Here’s why only 200 Clemson students got tickets to the ACC championship
More than 4,000 Clemson University students – 4,860, to be exact – requested tickets through the university for a seat at the Atlantic Coast Conference Championship Game Saturday.
Only 200 of those students actually got tickets to the game between the Tigers and the Miami Hurricanes.
Clemson and Miami were each allotted 5,500 tickets to sell or give away for Saturday’s championship game, said Amy Yakola, executive associate commissioner and chief of external affairs for the ACC. The 5,500 allotment has been in place for the past few years, and schools are permitted to divvy up those tickets however they’d like, she said.
Clemson opted to sell 200 of those tickets for $65 apiece to students, though the university attempted to request more from the ACC, said Joe Galbraith, assistant athletics director at Clemson.
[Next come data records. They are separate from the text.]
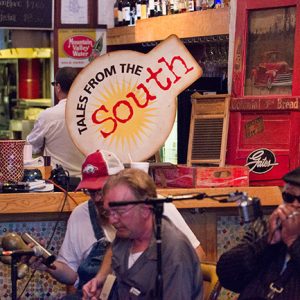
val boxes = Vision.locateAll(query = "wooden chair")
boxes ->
[201,262,222,300]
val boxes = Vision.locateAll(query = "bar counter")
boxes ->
[0,186,282,299]
[0,186,282,214]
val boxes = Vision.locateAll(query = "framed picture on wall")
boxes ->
[60,0,89,25]
[57,0,104,28]
[232,0,300,97]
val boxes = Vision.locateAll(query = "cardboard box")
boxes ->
[195,166,249,188]
[153,165,196,188]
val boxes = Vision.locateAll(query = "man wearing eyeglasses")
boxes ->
[216,167,300,300]
[28,150,204,299]
[83,168,203,299]
[27,67,84,177]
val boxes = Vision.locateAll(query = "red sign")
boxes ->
[63,35,94,59]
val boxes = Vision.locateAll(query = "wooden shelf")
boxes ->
[107,8,230,46]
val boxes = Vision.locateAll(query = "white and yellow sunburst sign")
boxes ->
[66,35,202,163]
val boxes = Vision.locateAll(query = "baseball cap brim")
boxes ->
[75,175,108,191]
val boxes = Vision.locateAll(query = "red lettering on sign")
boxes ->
[127,83,156,108]
[91,105,117,138]
[113,100,133,123]
[159,55,194,83]
[90,54,194,139]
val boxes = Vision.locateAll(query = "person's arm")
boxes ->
[28,257,77,285]
[26,114,47,154]
[195,244,206,261]
[82,246,113,300]
[216,235,270,293]
[27,204,86,285]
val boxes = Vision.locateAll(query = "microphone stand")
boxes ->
[4,251,35,300]
[153,202,164,300]
[11,255,18,300]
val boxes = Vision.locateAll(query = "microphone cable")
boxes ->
[47,178,79,206]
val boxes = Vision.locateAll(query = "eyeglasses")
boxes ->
[282,191,300,203]
[104,205,136,218]
[51,81,58,86]
[83,189,102,197]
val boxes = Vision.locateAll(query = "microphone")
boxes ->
[0,248,41,257]
[237,194,263,223]
[21,233,56,267]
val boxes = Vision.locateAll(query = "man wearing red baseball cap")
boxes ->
[29,150,204,299]
[28,150,122,299]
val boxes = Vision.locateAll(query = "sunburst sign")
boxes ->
[66,35,202,163]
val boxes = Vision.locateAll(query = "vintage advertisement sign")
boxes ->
[231,97,300,111]
[66,35,202,162]
[58,28,106,68]
[245,148,279,174]
[245,117,264,138]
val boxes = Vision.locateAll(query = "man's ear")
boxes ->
[56,83,62,93]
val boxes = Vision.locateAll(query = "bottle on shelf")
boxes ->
[154,0,162,16]
[141,0,148,19]
[173,0,179,13]
[161,0,168,15]
[136,0,142,20]
[129,0,137,26]
[188,0,195,11]
[148,0,155,17]
[194,0,201,10]
[215,0,224,8]
[178,0,187,13]
[114,0,119,27]
[169,0,174,14]
[201,0,208,10]
[118,0,123,26]
[207,0,215,9]
[122,0,131,25]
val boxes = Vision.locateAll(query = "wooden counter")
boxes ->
[0,186,281,215]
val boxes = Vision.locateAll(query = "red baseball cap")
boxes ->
[76,150,124,191]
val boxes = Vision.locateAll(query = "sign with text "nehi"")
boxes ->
[66,35,202,163]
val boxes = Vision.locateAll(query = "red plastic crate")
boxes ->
[195,166,249,188]
[153,165,196,188]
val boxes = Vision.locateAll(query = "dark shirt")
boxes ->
[217,233,300,300]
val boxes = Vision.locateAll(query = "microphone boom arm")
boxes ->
[108,191,244,207]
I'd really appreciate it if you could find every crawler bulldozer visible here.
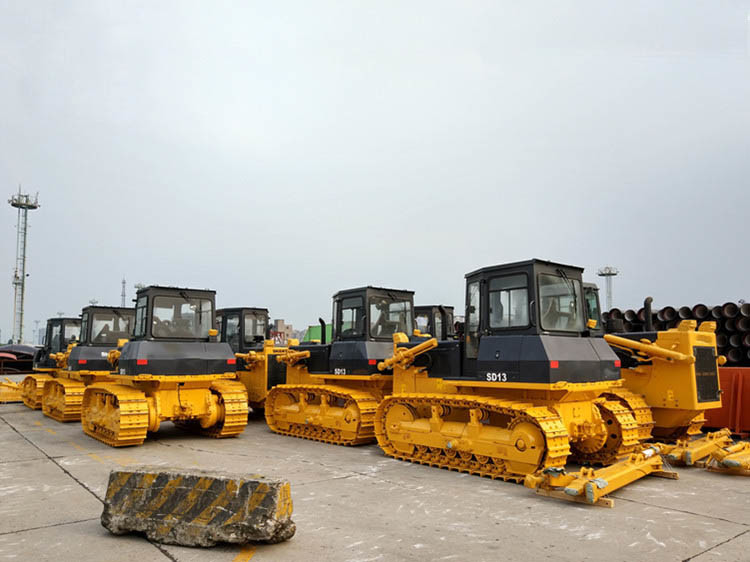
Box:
[374,260,676,506]
[20,317,81,409]
[79,286,248,447]
[217,307,289,412]
[415,305,455,340]
[41,305,135,422]
[264,286,418,445]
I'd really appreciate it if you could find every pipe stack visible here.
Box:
[605,301,750,367]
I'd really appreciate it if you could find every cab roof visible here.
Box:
[333,286,414,299]
[80,305,134,315]
[135,285,216,296]
[217,307,269,314]
[465,259,584,278]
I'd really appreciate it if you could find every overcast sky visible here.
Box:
[1,1,749,342]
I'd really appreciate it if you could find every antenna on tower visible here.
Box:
[121,277,127,307]
[597,266,620,311]
[9,186,40,343]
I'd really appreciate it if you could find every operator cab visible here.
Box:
[34,317,82,369]
[118,286,235,376]
[294,286,416,375]
[68,306,135,371]
[217,307,270,354]
[406,260,620,384]
[415,305,455,340]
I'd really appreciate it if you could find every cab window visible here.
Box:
[50,324,62,352]
[415,312,430,334]
[135,297,148,337]
[466,282,480,358]
[64,323,80,344]
[338,297,365,338]
[81,313,89,344]
[433,311,443,338]
[369,297,413,340]
[152,296,213,339]
[90,311,133,345]
[489,275,529,329]
[244,312,267,343]
[539,274,584,332]
[225,314,240,351]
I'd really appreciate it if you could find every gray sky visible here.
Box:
[2,1,749,342]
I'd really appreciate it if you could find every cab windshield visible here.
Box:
[415,312,430,334]
[539,273,584,332]
[64,323,81,344]
[152,295,213,339]
[244,312,267,343]
[90,311,134,345]
[369,296,413,339]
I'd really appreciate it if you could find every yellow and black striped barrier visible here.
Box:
[101,466,295,547]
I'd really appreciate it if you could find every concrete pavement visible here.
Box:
[1,394,749,562]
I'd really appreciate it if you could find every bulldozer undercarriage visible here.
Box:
[42,378,87,422]
[20,374,55,409]
[81,381,248,447]
[265,384,379,446]
[372,391,684,506]
[375,394,571,482]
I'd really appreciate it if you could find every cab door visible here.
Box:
[225,313,241,353]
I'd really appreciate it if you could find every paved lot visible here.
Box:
[1,381,749,562]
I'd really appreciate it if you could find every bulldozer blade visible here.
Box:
[0,378,22,403]
[707,441,750,475]
[662,429,735,466]
[525,446,675,507]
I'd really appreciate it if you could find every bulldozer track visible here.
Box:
[174,381,249,438]
[42,378,86,422]
[374,394,570,482]
[265,384,379,446]
[21,374,55,409]
[604,389,655,442]
[81,384,149,447]
[570,399,640,465]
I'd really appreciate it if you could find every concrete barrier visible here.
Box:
[101,466,295,547]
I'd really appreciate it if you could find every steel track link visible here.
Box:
[175,382,249,438]
[265,384,379,446]
[374,393,570,483]
[21,374,54,409]
[42,378,86,422]
[604,389,655,442]
[571,399,640,465]
[81,385,149,447]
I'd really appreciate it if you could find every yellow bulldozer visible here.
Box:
[216,307,292,414]
[19,317,81,409]
[41,305,135,422]
[79,286,248,447]
[264,286,420,445]
[373,259,680,506]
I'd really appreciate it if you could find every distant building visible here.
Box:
[271,319,294,344]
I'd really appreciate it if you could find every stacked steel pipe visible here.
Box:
[604,301,750,367]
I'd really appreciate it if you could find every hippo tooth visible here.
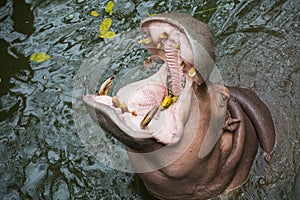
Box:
[140,105,160,129]
[175,43,181,49]
[98,75,114,96]
[112,96,137,116]
[143,37,153,44]
[157,42,162,49]
[159,32,168,39]
[138,37,153,44]
[112,96,120,108]
[188,66,196,77]
[120,102,129,113]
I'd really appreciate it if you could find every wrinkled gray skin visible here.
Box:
[83,13,275,199]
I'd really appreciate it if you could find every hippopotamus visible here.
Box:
[83,13,275,199]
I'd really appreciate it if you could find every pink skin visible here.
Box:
[85,21,198,145]
[141,21,194,71]
[86,63,195,145]
[83,13,275,199]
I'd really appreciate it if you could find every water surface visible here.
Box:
[0,0,299,199]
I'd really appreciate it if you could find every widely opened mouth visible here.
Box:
[83,21,199,145]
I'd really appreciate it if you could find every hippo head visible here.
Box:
[83,13,275,199]
[83,13,222,153]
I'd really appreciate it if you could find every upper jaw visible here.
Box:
[140,21,194,71]
[140,13,216,84]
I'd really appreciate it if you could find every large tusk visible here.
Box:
[98,75,114,96]
[140,105,159,129]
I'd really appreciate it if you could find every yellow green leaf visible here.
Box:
[105,1,114,15]
[100,31,116,39]
[30,52,51,62]
[91,10,99,17]
[100,18,112,35]
[99,18,116,39]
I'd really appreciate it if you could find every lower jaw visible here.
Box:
[91,65,194,145]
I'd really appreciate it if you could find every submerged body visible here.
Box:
[83,13,275,199]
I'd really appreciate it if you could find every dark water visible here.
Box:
[0,0,299,199]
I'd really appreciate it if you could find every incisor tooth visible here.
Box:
[143,37,152,44]
[120,102,129,113]
[112,96,120,108]
[157,42,162,49]
[113,97,137,116]
[159,32,168,39]
[138,37,153,44]
[188,66,196,77]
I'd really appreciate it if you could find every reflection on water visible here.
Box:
[0,0,299,199]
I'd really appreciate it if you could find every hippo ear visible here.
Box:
[223,114,241,132]
[228,87,275,155]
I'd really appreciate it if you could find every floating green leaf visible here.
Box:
[100,31,116,39]
[91,10,99,17]
[30,52,51,62]
[99,18,116,39]
[105,1,114,15]
[100,18,112,34]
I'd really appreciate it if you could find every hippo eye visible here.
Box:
[221,93,227,102]
[218,92,228,108]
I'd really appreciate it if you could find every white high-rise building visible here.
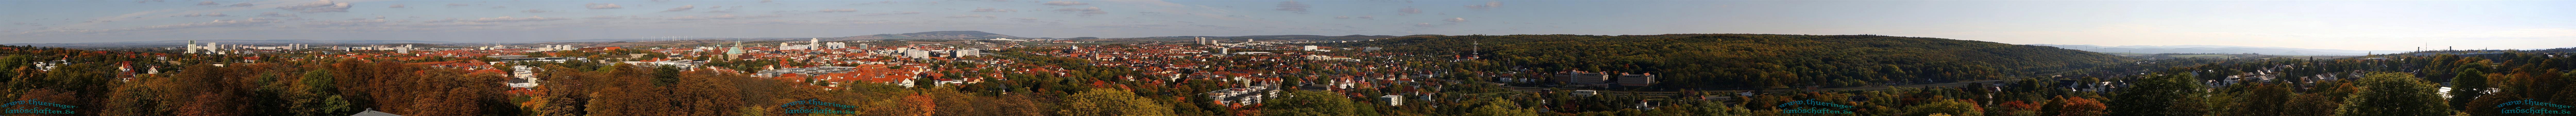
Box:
[905,50,932,58]
[184,40,200,54]
[953,50,981,58]
[777,42,809,50]
[210,42,225,54]
[398,44,413,53]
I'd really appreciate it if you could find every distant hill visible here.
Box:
[2029,44,2407,56]
[518,37,741,43]
[823,30,1024,41]
[1118,34,1407,41]
[2,40,453,48]
[1321,34,2135,89]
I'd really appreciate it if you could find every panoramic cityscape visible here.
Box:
[2,0,2574,116]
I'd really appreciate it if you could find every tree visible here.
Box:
[288,69,354,116]
[2107,74,2205,116]
[1265,91,1363,116]
[2050,96,2108,116]
[1904,99,1983,116]
[1991,101,2042,116]
[1690,100,1750,116]
[2225,83,2292,116]
[1466,99,1541,116]
[2448,68,2488,110]
[2282,94,2341,116]
[2334,72,2450,116]
[1061,88,1175,116]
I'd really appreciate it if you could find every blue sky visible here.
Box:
[5,0,2572,51]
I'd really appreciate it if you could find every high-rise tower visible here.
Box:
[185,40,199,54]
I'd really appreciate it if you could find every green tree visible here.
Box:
[1467,99,1540,116]
[287,69,355,116]
[2225,83,2292,116]
[2282,94,2341,116]
[1904,99,1983,116]
[1690,100,1750,116]
[1266,91,1361,116]
[2447,68,2488,110]
[2334,72,2451,116]
[2107,74,2205,116]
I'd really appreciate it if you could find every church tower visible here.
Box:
[726,41,748,60]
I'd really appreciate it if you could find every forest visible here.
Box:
[1,42,2573,116]
[1315,34,2136,89]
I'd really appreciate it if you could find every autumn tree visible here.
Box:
[2334,72,2450,116]
[2047,96,2108,116]
[1061,88,1176,116]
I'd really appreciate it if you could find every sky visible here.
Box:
[4,0,2572,51]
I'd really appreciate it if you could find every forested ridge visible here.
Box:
[1320,34,2135,88]
[5,39,2571,116]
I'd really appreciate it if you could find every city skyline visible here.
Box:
[6,0,2574,51]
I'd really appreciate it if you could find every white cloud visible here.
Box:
[1275,1,1309,13]
[705,6,742,13]
[430,16,567,23]
[299,19,390,27]
[196,1,218,5]
[946,14,998,19]
[274,0,352,13]
[973,8,1017,12]
[585,3,623,9]
[817,9,858,12]
[585,16,634,20]
[1464,1,1500,10]
[1397,7,1421,15]
[1084,24,1170,29]
[664,5,695,12]
[1053,7,1106,16]
[523,9,552,13]
[179,12,230,17]
[258,12,298,17]
[860,11,923,16]
[664,14,779,20]
[857,1,897,5]
[228,2,256,7]
[1444,17,1466,22]
[1010,18,1045,22]
[138,18,281,30]
[1042,1,1088,6]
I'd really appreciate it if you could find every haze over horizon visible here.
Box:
[6,0,2572,51]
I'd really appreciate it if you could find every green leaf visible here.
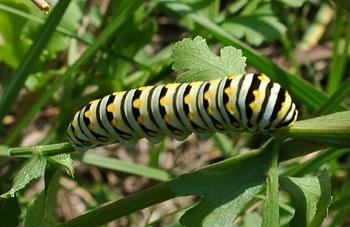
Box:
[1,155,46,198]
[222,3,286,46]
[24,168,61,227]
[171,36,246,83]
[170,150,270,227]
[0,197,21,226]
[49,154,74,177]
[279,170,331,226]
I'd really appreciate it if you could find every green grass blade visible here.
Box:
[0,0,71,127]
[315,76,350,115]
[327,9,345,94]
[211,133,236,157]
[283,148,350,177]
[73,153,171,181]
[159,1,344,111]
[3,0,143,145]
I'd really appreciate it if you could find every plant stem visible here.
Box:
[9,142,74,156]
[262,138,280,227]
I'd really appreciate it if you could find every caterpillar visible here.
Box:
[68,73,298,150]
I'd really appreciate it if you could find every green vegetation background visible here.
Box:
[0,0,350,226]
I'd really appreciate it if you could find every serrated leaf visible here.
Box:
[0,197,21,226]
[171,36,246,83]
[170,150,271,227]
[49,154,74,177]
[279,170,331,226]
[221,3,286,46]
[1,155,46,198]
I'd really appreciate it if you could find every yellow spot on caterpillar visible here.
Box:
[184,95,191,104]
[164,114,172,122]
[72,120,78,127]
[207,107,214,115]
[107,103,114,112]
[249,102,257,111]
[165,84,177,89]
[74,130,79,136]
[112,119,118,127]
[258,74,270,82]
[160,97,168,106]
[224,87,232,96]
[138,87,147,91]
[277,101,288,119]
[84,110,91,118]
[133,99,141,108]
[228,75,236,80]
[253,90,259,98]
[204,91,211,100]
[226,103,234,114]
[188,112,195,120]
[138,115,144,124]
[88,123,94,130]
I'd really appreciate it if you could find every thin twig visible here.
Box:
[30,0,50,13]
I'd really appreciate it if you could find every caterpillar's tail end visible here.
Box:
[275,104,298,130]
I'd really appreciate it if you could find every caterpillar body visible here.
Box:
[68,73,298,150]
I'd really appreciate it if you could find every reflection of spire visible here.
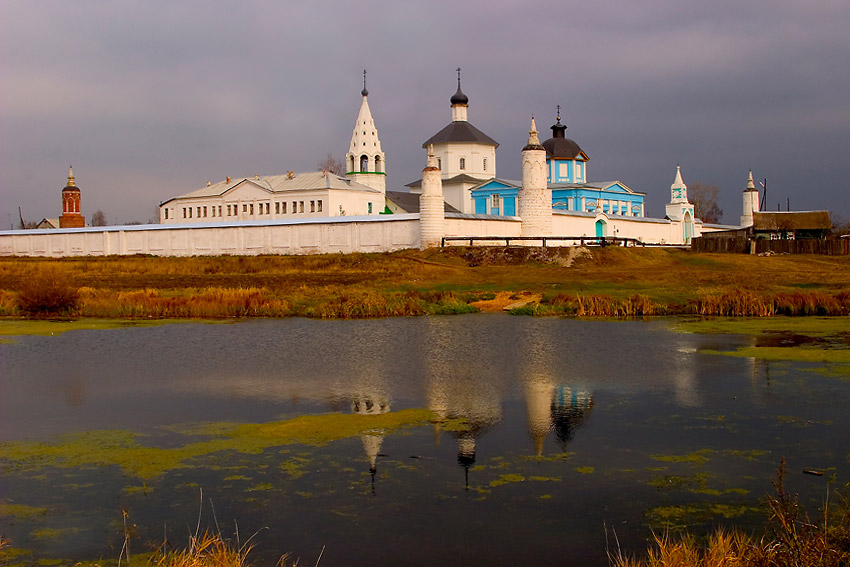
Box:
[551,386,593,451]
[351,395,390,491]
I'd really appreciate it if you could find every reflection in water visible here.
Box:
[423,317,503,489]
[551,386,593,449]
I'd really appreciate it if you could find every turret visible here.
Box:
[419,145,445,249]
[519,117,552,236]
[741,170,759,227]
[450,67,469,122]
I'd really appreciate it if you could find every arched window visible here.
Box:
[360,155,369,172]
[459,157,466,170]
[349,156,355,172]
[375,155,382,173]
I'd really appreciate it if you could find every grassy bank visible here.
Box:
[1,247,848,319]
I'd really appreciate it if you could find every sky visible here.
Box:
[2,0,849,227]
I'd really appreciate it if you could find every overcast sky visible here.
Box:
[2,0,848,227]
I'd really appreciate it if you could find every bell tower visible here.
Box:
[59,166,86,228]
[345,70,386,193]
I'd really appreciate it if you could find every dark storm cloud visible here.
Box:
[1,0,848,226]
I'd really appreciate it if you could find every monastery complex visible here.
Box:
[1,72,801,258]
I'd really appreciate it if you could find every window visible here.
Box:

The university also gave 500 tickets to the Tiger Band, 1,300 to “accommodate player guests and staff tickets,” and 3,500 to IPTAY donors and season ticket holders at prices that ranged from $128-$214, Galbraith said.
Carter Toole, Miami’s associate athletic director for communications and digital strategy, said in an email the University of Miami allocated 236 of its 5,500 tickets to students.
Universities with teams playing in the ACC championship are required to purchase thousands of tickets and are responsible for selling them, oftentimes in less than a week, Galbraith said. In the past, that number has been as high as 12,000 tickets, though in recent years the ACC has opted to hold colleges responsible for less than half of that.
“Selling 12,000 tickets in possibly a week … is really difficult,” Galbraith said. “I think even for Clemson, if we had a choice, we’d rather be responsible for selling a (lower) number.”
Tickets to the ACC Championship Game went on sale in July, Yakola said, and were sold throughout the last several months – even though the teams playing in the championship hadn’t been identified.
This year’s game is the ACC’s 13th championship game and will be the seventh title game held at Bank of America Stadium in Charlotte, Yakola said. The stadium, which is home to the NFL’s Carolina Panthers, has seating for upwards of 70,000. ACC title games, including Saturday’s, have sold out four times, Yakola said.